转眼暑假过去大半,温度依旧热烈,张扬。
在悦谷工作一个月后,沈星翘首企盼终于盼到休息,不用上班心里少了件记挂的事,早上起来劲就甭提了,每一根汗毛,每一个细胞都活波的在跳跃。
昨晚上回来没来得及收拾,房间里到处都是资料书和英文词典,拉开窗帘光透进来,呈现了乱室佳人那种邋遢的画面。
贺兰昨天去乡下了,今日小吃店不营业,沈星不用去小吃店帮忙,满打满算能有好多事能做。
吐掉牙膏沫,用洗面奶搓了几下脸,回到房间把各种资料,课外书都收起来叠放一边,又嫌太阳太大,拉上了窗帘。
沈星躺在床上放空想了一会待会出门的行程,结果肚子先提要求饿的咕噜叫了两声,她这才想起这都快中午了,两餐还没吃。
先出去吃饭吧,再不吃,要饿得肚皮贴脊梁了。
沈星坐车来到市中心文化广场,这里是最繁华的商圈,容纳吃穿住行,各类品牌的广告牌云集,到处流荡着恣意随性的人群。

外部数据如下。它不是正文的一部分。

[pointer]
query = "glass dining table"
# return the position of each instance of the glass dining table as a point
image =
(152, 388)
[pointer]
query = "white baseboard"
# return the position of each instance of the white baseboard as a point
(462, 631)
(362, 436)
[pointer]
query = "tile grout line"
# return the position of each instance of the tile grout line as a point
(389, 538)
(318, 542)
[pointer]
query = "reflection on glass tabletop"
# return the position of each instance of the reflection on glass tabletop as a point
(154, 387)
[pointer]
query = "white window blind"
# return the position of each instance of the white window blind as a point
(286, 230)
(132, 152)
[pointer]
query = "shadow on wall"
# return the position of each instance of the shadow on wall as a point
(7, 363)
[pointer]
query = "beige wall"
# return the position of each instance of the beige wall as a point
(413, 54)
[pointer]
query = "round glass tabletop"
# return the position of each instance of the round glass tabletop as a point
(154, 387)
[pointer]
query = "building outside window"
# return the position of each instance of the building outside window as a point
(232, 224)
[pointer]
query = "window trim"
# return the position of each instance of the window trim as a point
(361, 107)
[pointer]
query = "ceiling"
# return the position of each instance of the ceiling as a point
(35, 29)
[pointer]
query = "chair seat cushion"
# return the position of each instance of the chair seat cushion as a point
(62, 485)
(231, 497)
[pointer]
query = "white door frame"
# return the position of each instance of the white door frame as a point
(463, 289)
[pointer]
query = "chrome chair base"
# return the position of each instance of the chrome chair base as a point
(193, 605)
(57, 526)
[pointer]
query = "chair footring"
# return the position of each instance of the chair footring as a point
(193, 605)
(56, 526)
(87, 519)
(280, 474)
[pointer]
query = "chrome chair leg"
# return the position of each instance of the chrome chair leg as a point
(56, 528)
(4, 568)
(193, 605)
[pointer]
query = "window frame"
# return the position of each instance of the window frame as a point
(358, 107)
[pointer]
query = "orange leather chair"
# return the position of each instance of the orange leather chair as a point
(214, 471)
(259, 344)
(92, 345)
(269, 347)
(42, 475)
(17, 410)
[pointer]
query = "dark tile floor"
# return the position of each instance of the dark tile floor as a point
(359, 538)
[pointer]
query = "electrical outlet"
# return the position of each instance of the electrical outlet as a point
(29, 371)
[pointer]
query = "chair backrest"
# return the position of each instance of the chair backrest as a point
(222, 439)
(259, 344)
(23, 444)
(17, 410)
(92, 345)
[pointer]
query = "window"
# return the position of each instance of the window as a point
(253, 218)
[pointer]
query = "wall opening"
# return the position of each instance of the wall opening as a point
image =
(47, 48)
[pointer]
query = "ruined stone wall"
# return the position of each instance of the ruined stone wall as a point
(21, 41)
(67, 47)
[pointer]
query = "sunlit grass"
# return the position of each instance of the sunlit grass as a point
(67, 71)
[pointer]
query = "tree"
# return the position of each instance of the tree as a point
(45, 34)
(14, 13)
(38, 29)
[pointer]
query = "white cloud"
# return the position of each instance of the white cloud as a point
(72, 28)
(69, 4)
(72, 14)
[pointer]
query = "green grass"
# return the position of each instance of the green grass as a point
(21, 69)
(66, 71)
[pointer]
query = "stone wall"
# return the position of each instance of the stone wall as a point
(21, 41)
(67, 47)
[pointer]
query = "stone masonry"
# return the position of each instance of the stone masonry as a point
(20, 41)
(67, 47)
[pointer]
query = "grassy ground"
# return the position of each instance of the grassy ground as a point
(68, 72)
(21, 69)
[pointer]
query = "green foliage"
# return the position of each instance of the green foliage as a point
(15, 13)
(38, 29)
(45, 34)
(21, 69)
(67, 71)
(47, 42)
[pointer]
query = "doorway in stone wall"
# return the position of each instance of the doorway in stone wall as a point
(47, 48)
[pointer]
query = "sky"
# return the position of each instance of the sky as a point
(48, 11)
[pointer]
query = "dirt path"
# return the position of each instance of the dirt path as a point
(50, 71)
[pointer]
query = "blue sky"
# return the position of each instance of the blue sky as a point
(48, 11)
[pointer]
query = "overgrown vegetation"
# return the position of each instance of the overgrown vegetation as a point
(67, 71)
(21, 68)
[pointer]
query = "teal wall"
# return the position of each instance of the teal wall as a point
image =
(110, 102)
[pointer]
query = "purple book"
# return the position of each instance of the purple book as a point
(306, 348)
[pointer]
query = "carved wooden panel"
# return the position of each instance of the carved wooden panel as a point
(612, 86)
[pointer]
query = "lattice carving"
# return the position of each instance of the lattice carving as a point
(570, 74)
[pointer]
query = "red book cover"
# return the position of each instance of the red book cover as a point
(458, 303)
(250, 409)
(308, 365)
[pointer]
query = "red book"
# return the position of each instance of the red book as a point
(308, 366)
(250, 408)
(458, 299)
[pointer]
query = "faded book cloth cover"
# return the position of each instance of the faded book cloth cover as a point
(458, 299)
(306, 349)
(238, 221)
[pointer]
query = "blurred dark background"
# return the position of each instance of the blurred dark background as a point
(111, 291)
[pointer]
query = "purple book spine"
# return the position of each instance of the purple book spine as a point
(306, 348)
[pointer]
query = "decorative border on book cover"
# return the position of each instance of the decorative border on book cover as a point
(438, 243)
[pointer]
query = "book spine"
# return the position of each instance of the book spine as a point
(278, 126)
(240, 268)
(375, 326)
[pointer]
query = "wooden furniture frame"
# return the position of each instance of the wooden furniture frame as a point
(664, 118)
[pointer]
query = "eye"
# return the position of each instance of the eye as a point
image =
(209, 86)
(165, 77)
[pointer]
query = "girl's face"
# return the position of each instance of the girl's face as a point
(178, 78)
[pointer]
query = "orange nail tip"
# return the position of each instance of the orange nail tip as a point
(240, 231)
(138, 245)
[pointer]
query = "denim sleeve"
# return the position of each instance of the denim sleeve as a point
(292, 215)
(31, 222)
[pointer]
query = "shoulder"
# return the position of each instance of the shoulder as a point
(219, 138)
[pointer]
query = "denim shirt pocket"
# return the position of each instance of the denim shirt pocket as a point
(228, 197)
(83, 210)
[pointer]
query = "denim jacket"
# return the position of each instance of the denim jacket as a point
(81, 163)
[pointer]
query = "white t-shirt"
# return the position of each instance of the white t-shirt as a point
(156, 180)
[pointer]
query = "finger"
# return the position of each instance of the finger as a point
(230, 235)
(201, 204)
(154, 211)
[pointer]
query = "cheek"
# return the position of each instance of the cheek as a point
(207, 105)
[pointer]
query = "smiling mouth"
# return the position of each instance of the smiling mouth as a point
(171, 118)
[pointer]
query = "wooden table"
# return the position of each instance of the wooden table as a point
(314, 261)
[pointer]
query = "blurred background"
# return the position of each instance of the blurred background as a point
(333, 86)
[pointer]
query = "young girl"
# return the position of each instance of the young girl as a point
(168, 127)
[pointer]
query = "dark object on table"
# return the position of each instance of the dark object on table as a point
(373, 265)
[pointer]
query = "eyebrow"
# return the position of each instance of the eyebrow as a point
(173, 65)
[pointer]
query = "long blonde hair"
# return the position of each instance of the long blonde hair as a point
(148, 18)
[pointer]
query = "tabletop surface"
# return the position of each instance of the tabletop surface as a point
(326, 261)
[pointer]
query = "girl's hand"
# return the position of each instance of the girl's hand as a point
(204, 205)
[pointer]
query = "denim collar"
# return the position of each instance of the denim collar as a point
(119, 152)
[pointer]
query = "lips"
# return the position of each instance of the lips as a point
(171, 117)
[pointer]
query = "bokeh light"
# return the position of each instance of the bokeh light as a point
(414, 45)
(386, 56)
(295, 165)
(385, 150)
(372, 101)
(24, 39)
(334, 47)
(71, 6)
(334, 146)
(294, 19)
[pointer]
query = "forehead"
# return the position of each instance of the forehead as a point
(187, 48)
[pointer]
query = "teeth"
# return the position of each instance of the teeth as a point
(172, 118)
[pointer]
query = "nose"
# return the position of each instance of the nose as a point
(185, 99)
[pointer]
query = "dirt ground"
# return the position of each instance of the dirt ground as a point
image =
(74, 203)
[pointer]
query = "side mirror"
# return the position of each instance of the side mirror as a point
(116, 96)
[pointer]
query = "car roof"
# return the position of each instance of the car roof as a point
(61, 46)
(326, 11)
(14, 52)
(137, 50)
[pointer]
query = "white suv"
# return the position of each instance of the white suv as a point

她穿过人流,刚走进大厦,就被迎面吹来的冷气驱散了外面的热量。她在一楼逛了一圈,继而乘着扶手电梯上达三楼的美食城。
美食城不管精致或者大众的各类餐厅都挤挨着,一眼望过去眼花缭乱,选择困难症爆发。
沈星闭眼入了一家店,店里的服务员是个男大学生,特别热络,一看进来人就立马招呼,推荐特色菜。
沈星一个人吃的不多,看了眼菜单,点了份店里的招牌。
人少的缘故东西上的很快,端上来的菌菇面满满一大碗,奶白色的汤汁,辅料有菌菇,生菜,金针菇和肉渣沫,闻着就挺香的。
白白嫩嫩的小笼汤□□薄馅多,蒸熟后薄如纸,色泽饱满润色,透过外皮儿,可以瞧见里面的汁儿。

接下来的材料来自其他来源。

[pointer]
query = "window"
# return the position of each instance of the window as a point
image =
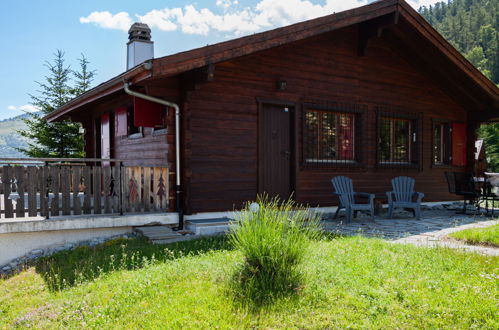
(441, 143)
(329, 137)
(449, 144)
(133, 131)
(395, 140)
(398, 142)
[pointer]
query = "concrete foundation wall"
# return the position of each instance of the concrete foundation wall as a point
(15, 245)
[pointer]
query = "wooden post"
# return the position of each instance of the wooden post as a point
(97, 190)
(44, 191)
(106, 171)
(32, 185)
(6, 180)
(20, 182)
(76, 190)
(65, 189)
(54, 179)
(87, 191)
(147, 189)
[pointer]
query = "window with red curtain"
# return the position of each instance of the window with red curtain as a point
(147, 113)
(458, 144)
(120, 122)
(329, 137)
(105, 138)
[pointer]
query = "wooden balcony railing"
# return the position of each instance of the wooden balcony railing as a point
(66, 187)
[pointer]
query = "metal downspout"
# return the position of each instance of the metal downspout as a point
(178, 189)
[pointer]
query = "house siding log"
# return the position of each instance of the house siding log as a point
(223, 127)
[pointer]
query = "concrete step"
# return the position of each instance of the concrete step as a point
(211, 226)
(163, 234)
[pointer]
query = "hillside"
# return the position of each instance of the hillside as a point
(472, 26)
(9, 139)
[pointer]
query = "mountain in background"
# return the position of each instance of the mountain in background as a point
(9, 139)
(472, 27)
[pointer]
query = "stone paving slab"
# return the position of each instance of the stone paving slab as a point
(431, 230)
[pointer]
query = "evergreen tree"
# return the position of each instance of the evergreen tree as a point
(472, 27)
(58, 139)
(468, 24)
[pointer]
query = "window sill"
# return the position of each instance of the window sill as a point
(441, 166)
(161, 131)
(135, 136)
(397, 165)
(307, 165)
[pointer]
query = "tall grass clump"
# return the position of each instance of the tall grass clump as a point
(274, 240)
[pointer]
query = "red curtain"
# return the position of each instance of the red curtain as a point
(147, 113)
(120, 122)
(458, 144)
(346, 136)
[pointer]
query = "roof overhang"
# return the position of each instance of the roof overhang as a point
(179, 63)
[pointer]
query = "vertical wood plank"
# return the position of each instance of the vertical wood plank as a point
(54, 185)
(155, 188)
(65, 190)
(106, 171)
(31, 186)
(127, 175)
(163, 189)
(137, 174)
(147, 189)
(167, 189)
(20, 187)
(87, 190)
(44, 175)
(97, 177)
(116, 188)
(76, 190)
(6, 181)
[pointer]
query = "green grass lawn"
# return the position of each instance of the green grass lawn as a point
(487, 235)
(350, 282)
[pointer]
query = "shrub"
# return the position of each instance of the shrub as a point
(274, 241)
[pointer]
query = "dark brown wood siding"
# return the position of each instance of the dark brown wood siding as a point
(222, 129)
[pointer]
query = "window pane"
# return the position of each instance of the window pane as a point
(384, 140)
(401, 140)
(311, 135)
(346, 136)
(329, 136)
(328, 141)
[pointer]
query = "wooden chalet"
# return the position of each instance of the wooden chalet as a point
(371, 93)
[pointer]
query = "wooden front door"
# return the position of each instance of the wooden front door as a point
(275, 150)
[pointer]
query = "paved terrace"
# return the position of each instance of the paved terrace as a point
(431, 230)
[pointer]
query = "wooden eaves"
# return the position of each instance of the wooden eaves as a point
(488, 93)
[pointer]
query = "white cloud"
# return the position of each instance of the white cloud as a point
(119, 21)
(225, 4)
(26, 108)
(234, 19)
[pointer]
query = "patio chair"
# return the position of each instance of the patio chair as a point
(344, 191)
(403, 195)
(462, 184)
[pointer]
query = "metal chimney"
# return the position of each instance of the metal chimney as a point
(140, 48)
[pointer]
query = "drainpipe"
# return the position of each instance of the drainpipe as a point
(178, 189)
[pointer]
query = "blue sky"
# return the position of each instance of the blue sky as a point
(33, 30)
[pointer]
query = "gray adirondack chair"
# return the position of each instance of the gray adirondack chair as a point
(344, 191)
(403, 196)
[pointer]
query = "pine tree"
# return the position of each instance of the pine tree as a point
(59, 139)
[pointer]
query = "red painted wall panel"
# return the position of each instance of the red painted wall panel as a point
(147, 113)
(459, 144)
(120, 122)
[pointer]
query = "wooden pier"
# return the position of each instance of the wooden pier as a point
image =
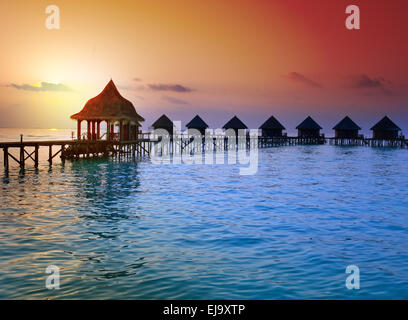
(71, 149)
(142, 147)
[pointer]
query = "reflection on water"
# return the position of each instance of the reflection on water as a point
(138, 230)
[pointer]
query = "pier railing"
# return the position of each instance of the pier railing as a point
(24, 151)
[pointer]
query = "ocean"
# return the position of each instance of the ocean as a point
(137, 230)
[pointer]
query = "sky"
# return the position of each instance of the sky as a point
(215, 58)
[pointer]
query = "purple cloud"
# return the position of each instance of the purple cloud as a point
(169, 87)
(365, 82)
(44, 86)
(174, 100)
(295, 76)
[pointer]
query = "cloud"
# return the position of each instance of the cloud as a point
(365, 82)
(43, 86)
(174, 100)
(169, 87)
(301, 78)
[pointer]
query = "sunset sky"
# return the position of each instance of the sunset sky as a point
(217, 58)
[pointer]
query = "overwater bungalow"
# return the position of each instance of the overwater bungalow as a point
(272, 128)
(385, 129)
(111, 107)
(164, 123)
(197, 123)
(309, 128)
(346, 128)
(235, 124)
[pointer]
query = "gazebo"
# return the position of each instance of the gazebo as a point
(164, 123)
(309, 128)
(197, 123)
(272, 128)
(236, 124)
(346, 128)
(111, 107)
(385, 129)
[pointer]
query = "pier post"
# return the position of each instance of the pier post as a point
(36, 156)
(50, 154)
(79, 129)
(5, 158)
(22, 157)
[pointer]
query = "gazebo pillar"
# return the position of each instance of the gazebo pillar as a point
(107, 130)
(98, 130)
(120, 130)
(93, 130)
(134, 132)
(112, 130)
(79, 129)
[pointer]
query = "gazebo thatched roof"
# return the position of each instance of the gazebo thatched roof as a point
(108, 105)
(272, 123)
(235, 123)
(309, 124)
(385, 124)
(197, 123)
(163, 122)
(346, 124)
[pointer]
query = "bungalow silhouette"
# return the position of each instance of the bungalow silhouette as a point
(272, 128)
(110, 107)
(385, 129)
(235, 124)
(309, 128)
(164, 123)
(346, 128)
(198, 124)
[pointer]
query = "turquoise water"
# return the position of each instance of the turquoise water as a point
(128, 230)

越看越饿,忍不住了,沈星拿起筷子狠狠吃了几口后这才细嚼慢咽。
吃到一半,隔壁桌来了对母子,女人三十多岁穿着简单,孩子四五岁的模样,吵吵闹闹,格外闹腾。
沈星抬头看了一眼,那男孩子呲牙咧嘴对她一笑,拿着勺子在桌上不停地敲啊敲。
女人教训打了他两下,男孩嘴巴翘着只安静了几分钟,又拿着筷子敲鼓似的群魔乱舞。
沈星吃饭的心情都被破坏了,筷子一放,趁着他妈不注意,故意摆出呲牙咧嘴的表情吓他。
男孩子生来估计就是个调皮捣蛋的,乌黑的眼珠挺神气地转来转去,对一切事物都充满破坏的好奇心,还以为沈星在跟他玩,咯咯咯笑起来。
见他人世不懂的模样,沈星郁闷的低头,嘴唇下意识抿住,自我调节了一下,决定不和小屁孩计较。

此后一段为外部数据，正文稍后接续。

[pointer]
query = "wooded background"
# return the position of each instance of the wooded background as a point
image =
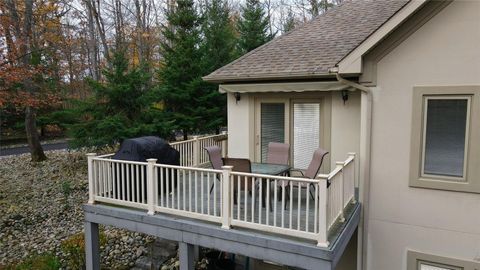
(105, 70)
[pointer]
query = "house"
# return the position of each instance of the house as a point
(395, 82)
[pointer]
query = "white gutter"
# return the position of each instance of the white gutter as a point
(364, 179)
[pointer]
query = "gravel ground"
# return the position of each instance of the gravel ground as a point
(40, 206)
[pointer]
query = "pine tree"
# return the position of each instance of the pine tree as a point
(121, 108)
(181, 74)
(253, 26)
(218, 49)
(290, 22)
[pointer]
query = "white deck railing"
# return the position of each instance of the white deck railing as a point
(299, 207)
(192, 153)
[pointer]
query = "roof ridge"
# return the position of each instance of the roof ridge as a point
(277, 39)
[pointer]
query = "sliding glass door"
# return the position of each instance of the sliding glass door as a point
(272, 125)
(306, 133)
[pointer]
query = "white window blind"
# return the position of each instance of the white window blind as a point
(425, 266)
(306, 133)
(445, 136)
(272, 125)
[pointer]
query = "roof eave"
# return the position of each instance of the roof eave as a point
(268, 77)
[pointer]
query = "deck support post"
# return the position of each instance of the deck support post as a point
(196, 151)
(187, 254)
(322, 240)
(91, 183)
(92, 246)
(226, 196)
(341, 165)
(151, 191)
(224, 145)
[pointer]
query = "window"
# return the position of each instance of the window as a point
(422, 261)
(445, 136)
(306, 133)
(272, 121)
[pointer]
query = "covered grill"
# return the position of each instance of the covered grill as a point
(143, 148)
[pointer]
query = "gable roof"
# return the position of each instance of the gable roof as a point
(313, 48)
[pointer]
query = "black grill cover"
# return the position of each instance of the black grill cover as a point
(143, 148)
(140, 149)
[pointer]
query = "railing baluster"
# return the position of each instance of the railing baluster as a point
(226, 192)
(184, 183)
(123, 181)
(150, 185)
(195, 183)
(201, 194)
(208, 193)
(91, 178)
(299, 204)
(245, 192)
(177, 185)
(162, 190)
(307, 208)
(260, 201)
(267, 202)
(275, 203)
(291, 205)
(115, 181)
(238, 196)
(253, 199)
(189, 190)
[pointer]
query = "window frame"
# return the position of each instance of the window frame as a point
(467, 183)
(415, 258)
(427, 98)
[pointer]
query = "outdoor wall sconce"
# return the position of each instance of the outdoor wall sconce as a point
(237, 97)
(344, 96)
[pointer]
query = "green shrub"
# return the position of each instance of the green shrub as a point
(74, 249)
(44, 261)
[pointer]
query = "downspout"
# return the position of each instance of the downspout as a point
(365, 153)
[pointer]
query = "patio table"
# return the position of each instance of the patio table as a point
(270, 169)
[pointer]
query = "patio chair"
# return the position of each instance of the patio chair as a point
(215, 156)
(240, 165)
(313, 167)
(278, 153)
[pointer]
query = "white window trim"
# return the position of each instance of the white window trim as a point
(414, 258)
(424, 135)
(471, 178)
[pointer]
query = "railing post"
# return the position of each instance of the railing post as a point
(226, 197)
(224, 145)
(151, 192)
(196, 151)
(322, 213)
(354, 181)
(341, 165)
(91, 178)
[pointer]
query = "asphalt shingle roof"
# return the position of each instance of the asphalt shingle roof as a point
(314, 47)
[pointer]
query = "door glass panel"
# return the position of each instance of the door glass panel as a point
(306, 133)
(272, 121)
(445, 129)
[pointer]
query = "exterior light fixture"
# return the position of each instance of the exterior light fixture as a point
(237, 97)
(344, 96)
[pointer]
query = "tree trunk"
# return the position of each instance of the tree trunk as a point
(33, 139)
(36, 149)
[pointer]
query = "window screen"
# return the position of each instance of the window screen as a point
(444, 136)
(435, 266)
(272, 125)
(306, 133)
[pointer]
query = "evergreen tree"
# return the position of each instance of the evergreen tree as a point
(181, 74)
(289, 23)
(121, 108)
(253, 26)
(218, 49)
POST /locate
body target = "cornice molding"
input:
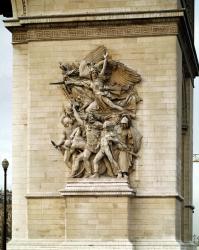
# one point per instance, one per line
(93, 32)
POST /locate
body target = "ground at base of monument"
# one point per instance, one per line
(99, 245)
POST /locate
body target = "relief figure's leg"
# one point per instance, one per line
(96, 161)
(76, 164)
(87, 165)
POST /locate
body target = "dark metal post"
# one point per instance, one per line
(5, 164)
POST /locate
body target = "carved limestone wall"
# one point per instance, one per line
(99, 137)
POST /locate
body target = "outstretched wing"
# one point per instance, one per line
(122, 75)
(93, 58)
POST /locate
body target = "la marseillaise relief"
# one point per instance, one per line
(99, 136)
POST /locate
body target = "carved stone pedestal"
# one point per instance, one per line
(98, 187)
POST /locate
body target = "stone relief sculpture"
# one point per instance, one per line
(99, 137)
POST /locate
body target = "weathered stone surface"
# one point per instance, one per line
(159, 215)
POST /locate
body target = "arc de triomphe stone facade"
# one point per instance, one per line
(102, 124)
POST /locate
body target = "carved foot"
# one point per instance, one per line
(119, 175)
(87, 175)
(95, 175)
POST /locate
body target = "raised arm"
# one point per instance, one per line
(104, 65)
(77, 117)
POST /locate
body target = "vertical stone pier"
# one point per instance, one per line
(152, 208)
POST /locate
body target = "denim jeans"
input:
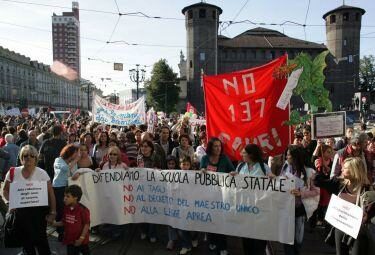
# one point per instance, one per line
(295, 248)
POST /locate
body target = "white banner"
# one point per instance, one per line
(13, 112)
(121, 115)
(330, 124)
(28, 194)
(245, 206)
(344, 215)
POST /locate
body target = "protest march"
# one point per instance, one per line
(240, 170)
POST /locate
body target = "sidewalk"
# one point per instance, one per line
(130, 244)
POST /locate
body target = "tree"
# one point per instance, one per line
(161, 90)
(367, 74)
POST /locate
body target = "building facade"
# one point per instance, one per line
(343, 28)
(211, 53)
(66, 38)
(26, 83)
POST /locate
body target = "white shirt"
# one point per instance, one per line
(38, 175)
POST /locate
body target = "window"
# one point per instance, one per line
(357, 16)
(202, 56)
(272, 54)
(190, 14)
(202, 13)
(332, 19)
(345, 16)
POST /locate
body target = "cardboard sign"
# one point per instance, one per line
(344, 215)
(28, 194)
(242, 205)
(326, 125)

沈星刚想完,那男孩从椅子上跳下跑过来,手上拿着塑料汤勺下手没轻重的往她手上打了一下,嘴里念着“机关枪扫射,嘟嘟嘟。”
沈星唇角抽动,惩罚地扯了一下他的耳朵。
男孩子捂着耳朵,指着沈星话也说不连顺的哇哇大叫向她妈告状,沈星顾若惘闻各项控诉,面不红心不跳的不理睬。
小孩子明知故犯的撒泼耍赖,还会告状装可怜,简直是一孩子精。
那母亲可能是因为骨肉反应,被孩子的哭声哭着急了,以为他真的疼,抱着孩子看了沈星一眼,眼中有些她不该跟孩子计较的埋怨。
沈星无视这莫名其妙的眼神,以为事情结束了,拿起筷子想继续把剩下的面吃完,隔壁又丢过来一只筷子。
子不教父之过,既然大人都不说什么,她又能教什么,沈星懒得计较,端起托盘重新换了一个地方。
她刚坐下,就听见那母亲在跟那捣蛋鬼说:“你看你这么不乖,姐姐都不想和你一起坐了,以后上幼儿园也没有其他小朋友想和你玩。”
说完,捣蛋鬼又嗷嗷哭了起来。
——
吃完饭,沈星去了趟书店,书店里非常安静,人人各做其事,不受干扰。
从门口走到角落,鼻翼间都是纸张味和纸墨味,她在中外名著区和英语角用心挑了几本书,翻了翻里面的内容,觉得甚有用。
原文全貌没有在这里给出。